Poverty rate for LGBT people in U.S. ‘much higher’ than straight, cisgender individuals | New York Daily News

Released Tuesday by UCLA School of Law’s Williams Institute, the research — entitled LGBT Poverty in the United States — found that about one in five LGBT people (21.6%) in the U.S. experience poverty, compared to 15.7% of straight and cisgender individuals. Among the key findings, researchers found that cisgender straight men and gay men have similar rates of poverty and their poverty rates are lower than every other group. They also saw a large disparity, within the larger LGBT community: from 12.1% of poverty rate experienced by cisgender gay men to 29.4% experienced by both transgender people and cisgender bisexual women.

‘The Kominsky Method’: Chuck Lorre’s second act | New York Times

“On ‘The Big Bang Theory’ we would be regularly talking to our astrophysicist consultant David Saltzberg at UCLA to make sure we got the math right or the science right. I didn’t need to have a consultant on this one,” said Lorre.

MOCA explores an art movement inspired by feminine and domestic traditions | Los Angeles Times

“Lari Pittman: Declaration of Independence,” at the [UCLA] Hammer Museum. This is the most comprehensive retrospective of the Los Angeles painter, known for producing deeply layered, wildly ornate canvases that draw from an array of historical painting, textile and graphic traditions to address a range of social and historical conditions.

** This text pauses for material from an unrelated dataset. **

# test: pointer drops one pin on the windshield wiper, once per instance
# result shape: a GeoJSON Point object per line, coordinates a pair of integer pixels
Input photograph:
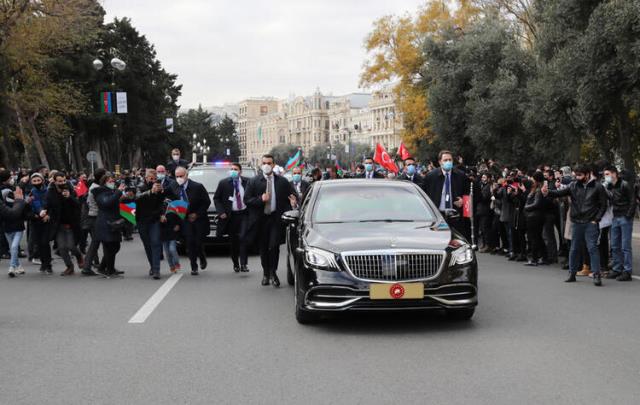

In his work, he touches on queer sexuality, colonialism and the deadly ravages of the AIDS crisis — and all the in-between pieces of life that have to do with love, sex and death.

How colleges can best support first-gen students | EdSurge

“They call it first generation, but it can be a misnomer because we’re not necessarily talking literally the first. You could have an older sibling [who went to college] or whatnot. But the whole point is that these students may not have parents who have college-going knowledge specific to the U.S. Even here at UCLA, our definition is perhaps considered broad because we will say even if your parent received a degree, let’s say from the Philippines, they probably have very little knowledge about how to navigate this system. It just means those students may be disadvantaged in terms of knowing the hidden curriculum of college,” said La’Tonya Rease Miles, director of First Year Experience at UCLA.

Earth-like exoplanets may be common, study says. The odds of finding alien life just went up | NBC News

“When we started to find planets around other stars, the odds of life existing on other stars went up,” said Edward Young, a geochemist at the University of California, Los Angeles, and a co-author of a paper about the new research published Oct. 18 in the journal Science. “When we started finding rocky planets, they went up again — and now we are finding evidence that the rocky planets could be similar to Earth, so now the odds have gone up yet again.”

Can a black high school guard be fired for quoting the n-word? | The Hill Opinion

And Eugene Volokh, who teaches free-speech law at UCLA School of Law, asserts, “There is no First Amendment exception for racist speech, or exclusionary speech, or ... for speech by university students that ‘created a hostile educational environment for others.’”

Can mass transit be as appealing as cars? | KCRW-FM’s “Greater LA”

“A lot of people who use transit occasionally focus on trips in the rail system, so when they think of transit in Los Angeles they’re thinking of the expanding rail system. For people who use it every day, they need to use the bus to get around, and the bus has become increasingly unreliable,” said UCLA’s Juan Matute.